His portrayal of a Black woman who had had enough, who had turned two too many cheeks, who had finally snapped under the pressure was wildly sadistic and nonsensical. If Black women snapped to that degree every time Black men used, abused and tossed the to the side like waste, there would likely be no more Black men left. And furthermore, Tyler wasted the perfect opportunity to expound upon the ever-growing mental health issue among Black women in an honest and competent way. Instead, he choose to make the victim the villain, a role we play all too well. The reality is that we are not villains for not being superhuman. No human, not even the Black female kind, is built to endure the emotional, psychological, and financial strain that Black women endure, and yet, we are given little clemency when we buckle. Instead we’re painted as crazy, unhinged, violent, and illogical. Black women are not society’s punching bag and instead of making films punishing us for not being able to endure more, how about making a film where we don’t have to?

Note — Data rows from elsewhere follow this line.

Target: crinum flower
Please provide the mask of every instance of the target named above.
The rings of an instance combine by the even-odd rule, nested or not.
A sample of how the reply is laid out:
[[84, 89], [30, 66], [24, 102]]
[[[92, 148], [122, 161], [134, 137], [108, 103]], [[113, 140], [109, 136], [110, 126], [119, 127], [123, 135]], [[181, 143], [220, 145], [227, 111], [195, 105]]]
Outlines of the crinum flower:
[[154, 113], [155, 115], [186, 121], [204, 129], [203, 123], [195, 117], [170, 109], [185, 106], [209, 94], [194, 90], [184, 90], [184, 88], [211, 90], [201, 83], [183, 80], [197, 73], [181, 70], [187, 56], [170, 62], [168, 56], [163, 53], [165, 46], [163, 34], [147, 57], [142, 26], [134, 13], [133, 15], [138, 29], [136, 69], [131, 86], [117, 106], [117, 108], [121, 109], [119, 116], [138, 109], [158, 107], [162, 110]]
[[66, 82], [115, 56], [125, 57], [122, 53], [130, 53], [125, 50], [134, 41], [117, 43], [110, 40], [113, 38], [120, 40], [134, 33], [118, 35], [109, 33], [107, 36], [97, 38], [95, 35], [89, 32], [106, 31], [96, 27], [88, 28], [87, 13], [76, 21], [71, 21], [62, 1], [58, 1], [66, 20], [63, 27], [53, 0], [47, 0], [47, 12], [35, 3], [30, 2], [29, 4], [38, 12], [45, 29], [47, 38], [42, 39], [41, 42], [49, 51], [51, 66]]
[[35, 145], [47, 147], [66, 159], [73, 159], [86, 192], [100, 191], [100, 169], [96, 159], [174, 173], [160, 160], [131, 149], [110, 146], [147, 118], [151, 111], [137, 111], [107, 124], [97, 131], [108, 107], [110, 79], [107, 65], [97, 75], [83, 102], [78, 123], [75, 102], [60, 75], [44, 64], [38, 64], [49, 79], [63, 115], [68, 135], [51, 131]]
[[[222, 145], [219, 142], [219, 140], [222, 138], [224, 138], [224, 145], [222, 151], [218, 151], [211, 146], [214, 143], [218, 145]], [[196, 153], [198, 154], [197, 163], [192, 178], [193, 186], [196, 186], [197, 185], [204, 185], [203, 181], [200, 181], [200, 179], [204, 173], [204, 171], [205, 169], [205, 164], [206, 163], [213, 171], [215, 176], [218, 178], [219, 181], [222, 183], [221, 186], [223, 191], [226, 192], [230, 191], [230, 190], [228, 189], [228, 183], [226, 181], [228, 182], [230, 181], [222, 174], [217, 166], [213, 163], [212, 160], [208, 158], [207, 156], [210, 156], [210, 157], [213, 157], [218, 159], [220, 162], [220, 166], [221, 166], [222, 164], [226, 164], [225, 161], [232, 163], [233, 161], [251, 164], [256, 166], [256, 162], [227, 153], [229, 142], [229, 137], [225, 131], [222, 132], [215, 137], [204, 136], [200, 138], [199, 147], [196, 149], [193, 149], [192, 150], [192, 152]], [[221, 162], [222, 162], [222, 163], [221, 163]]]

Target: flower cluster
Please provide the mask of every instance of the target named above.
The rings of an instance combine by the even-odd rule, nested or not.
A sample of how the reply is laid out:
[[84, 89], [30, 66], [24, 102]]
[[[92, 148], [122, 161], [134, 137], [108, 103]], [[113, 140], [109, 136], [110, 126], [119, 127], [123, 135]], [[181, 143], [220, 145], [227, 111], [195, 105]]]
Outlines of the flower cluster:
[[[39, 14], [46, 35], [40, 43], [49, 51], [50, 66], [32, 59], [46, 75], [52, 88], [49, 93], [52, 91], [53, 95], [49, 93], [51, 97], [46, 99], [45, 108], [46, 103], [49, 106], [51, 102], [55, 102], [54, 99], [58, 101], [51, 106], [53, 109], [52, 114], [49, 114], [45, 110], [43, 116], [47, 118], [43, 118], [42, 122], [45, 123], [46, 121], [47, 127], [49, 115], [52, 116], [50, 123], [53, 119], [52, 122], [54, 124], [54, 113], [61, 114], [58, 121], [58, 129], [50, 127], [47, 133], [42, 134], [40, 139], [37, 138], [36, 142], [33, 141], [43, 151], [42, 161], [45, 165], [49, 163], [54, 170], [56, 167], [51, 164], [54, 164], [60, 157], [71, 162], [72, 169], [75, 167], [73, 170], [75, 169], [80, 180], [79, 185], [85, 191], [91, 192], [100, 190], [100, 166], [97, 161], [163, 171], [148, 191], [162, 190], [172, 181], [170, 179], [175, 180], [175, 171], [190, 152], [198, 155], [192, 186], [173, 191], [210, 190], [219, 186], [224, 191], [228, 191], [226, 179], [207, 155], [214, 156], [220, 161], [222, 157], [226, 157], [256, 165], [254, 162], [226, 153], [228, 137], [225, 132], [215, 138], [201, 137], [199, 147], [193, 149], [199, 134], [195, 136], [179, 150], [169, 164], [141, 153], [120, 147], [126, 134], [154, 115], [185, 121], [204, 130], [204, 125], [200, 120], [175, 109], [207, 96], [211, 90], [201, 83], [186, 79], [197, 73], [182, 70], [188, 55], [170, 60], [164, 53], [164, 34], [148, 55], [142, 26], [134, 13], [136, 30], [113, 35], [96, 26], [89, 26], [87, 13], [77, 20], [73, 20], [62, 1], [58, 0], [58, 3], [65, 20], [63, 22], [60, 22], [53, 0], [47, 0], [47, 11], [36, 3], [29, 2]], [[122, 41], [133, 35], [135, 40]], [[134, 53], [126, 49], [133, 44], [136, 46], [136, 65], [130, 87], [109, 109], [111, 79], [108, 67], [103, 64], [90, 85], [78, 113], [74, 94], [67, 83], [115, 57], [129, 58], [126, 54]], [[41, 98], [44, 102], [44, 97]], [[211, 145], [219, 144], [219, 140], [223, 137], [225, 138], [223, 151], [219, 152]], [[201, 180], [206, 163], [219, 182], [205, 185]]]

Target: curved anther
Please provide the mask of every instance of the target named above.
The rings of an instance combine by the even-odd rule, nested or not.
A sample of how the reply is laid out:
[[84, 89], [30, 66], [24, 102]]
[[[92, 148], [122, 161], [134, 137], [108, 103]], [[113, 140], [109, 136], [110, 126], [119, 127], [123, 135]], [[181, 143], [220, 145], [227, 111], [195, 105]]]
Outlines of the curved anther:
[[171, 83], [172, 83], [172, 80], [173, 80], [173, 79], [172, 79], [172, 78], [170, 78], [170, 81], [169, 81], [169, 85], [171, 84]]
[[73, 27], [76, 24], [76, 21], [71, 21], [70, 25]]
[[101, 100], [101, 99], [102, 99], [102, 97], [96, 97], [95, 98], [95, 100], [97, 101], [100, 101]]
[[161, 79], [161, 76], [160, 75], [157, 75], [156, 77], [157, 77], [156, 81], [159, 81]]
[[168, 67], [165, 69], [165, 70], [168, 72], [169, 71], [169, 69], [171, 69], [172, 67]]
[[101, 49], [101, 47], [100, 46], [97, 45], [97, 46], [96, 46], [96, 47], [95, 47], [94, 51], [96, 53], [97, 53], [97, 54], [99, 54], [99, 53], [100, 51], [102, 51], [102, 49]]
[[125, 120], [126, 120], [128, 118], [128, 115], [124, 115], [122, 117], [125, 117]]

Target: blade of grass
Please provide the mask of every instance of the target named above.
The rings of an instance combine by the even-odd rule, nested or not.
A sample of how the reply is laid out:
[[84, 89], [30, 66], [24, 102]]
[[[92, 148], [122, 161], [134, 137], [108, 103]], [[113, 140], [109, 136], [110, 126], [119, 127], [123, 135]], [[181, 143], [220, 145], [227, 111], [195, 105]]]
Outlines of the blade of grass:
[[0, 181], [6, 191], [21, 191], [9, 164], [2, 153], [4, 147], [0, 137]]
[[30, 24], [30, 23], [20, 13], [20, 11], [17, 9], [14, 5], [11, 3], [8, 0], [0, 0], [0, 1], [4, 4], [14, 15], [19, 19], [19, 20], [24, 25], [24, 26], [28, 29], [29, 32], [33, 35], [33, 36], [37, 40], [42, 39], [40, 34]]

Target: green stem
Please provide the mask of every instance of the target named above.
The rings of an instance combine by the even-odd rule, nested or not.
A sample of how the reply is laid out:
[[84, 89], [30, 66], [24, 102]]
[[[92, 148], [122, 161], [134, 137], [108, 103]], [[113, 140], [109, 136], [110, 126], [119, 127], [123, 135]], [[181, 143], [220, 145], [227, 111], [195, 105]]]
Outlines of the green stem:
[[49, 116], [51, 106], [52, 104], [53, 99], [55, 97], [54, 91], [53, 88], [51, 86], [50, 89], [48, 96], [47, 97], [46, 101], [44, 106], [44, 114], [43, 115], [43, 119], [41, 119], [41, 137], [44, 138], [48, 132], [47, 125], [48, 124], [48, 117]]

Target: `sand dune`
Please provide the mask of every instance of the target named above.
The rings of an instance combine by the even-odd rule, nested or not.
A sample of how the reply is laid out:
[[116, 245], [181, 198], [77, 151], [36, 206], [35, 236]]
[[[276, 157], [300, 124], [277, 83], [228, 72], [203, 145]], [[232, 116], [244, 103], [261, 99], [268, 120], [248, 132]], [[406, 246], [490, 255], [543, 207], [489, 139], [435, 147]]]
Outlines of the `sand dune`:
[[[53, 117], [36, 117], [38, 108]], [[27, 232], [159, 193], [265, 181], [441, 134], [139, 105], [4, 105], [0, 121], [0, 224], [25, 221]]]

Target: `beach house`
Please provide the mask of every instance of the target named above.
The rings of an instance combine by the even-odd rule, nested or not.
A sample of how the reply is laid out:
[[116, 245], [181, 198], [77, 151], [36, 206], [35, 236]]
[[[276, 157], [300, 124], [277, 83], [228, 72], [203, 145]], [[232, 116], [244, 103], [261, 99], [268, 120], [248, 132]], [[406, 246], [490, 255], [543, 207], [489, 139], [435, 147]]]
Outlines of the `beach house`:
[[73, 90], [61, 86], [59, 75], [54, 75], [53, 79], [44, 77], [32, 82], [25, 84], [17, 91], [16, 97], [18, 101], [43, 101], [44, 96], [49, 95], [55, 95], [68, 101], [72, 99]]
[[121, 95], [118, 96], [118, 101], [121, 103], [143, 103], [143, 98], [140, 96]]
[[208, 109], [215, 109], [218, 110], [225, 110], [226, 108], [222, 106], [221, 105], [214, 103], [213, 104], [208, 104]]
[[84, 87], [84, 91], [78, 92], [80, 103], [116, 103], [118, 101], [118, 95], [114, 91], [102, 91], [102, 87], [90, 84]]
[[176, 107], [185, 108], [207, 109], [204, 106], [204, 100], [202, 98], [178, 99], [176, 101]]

I won’t be going to see another Tyler Perry film. I’m adding him to my ever-growing list of rappers who only refer to Black women as hoes and bitches. I’m adding him to my ever-growing list of businesses that treat Black women with disregard and disdain. I’m adding him to my ever-growing list of television shows that insist upon promoting the public disgracing of Black women and anyone, for that matter, who would tell the Black woman’s story through any voice other than her own. Tyler Perry does not get a pass from me. If nothing else does, Black women deserve to have their stories told with sincerity and with integrity, both in real life and in works of art. And any Black man who would infer that a Black woman cannot have it all or should be humbled in her pursuit isn’t a Black man I choose to support. It’s been a great run and I can say we did share some good times, but Tyler Perry, it’s time to leave Black women alone.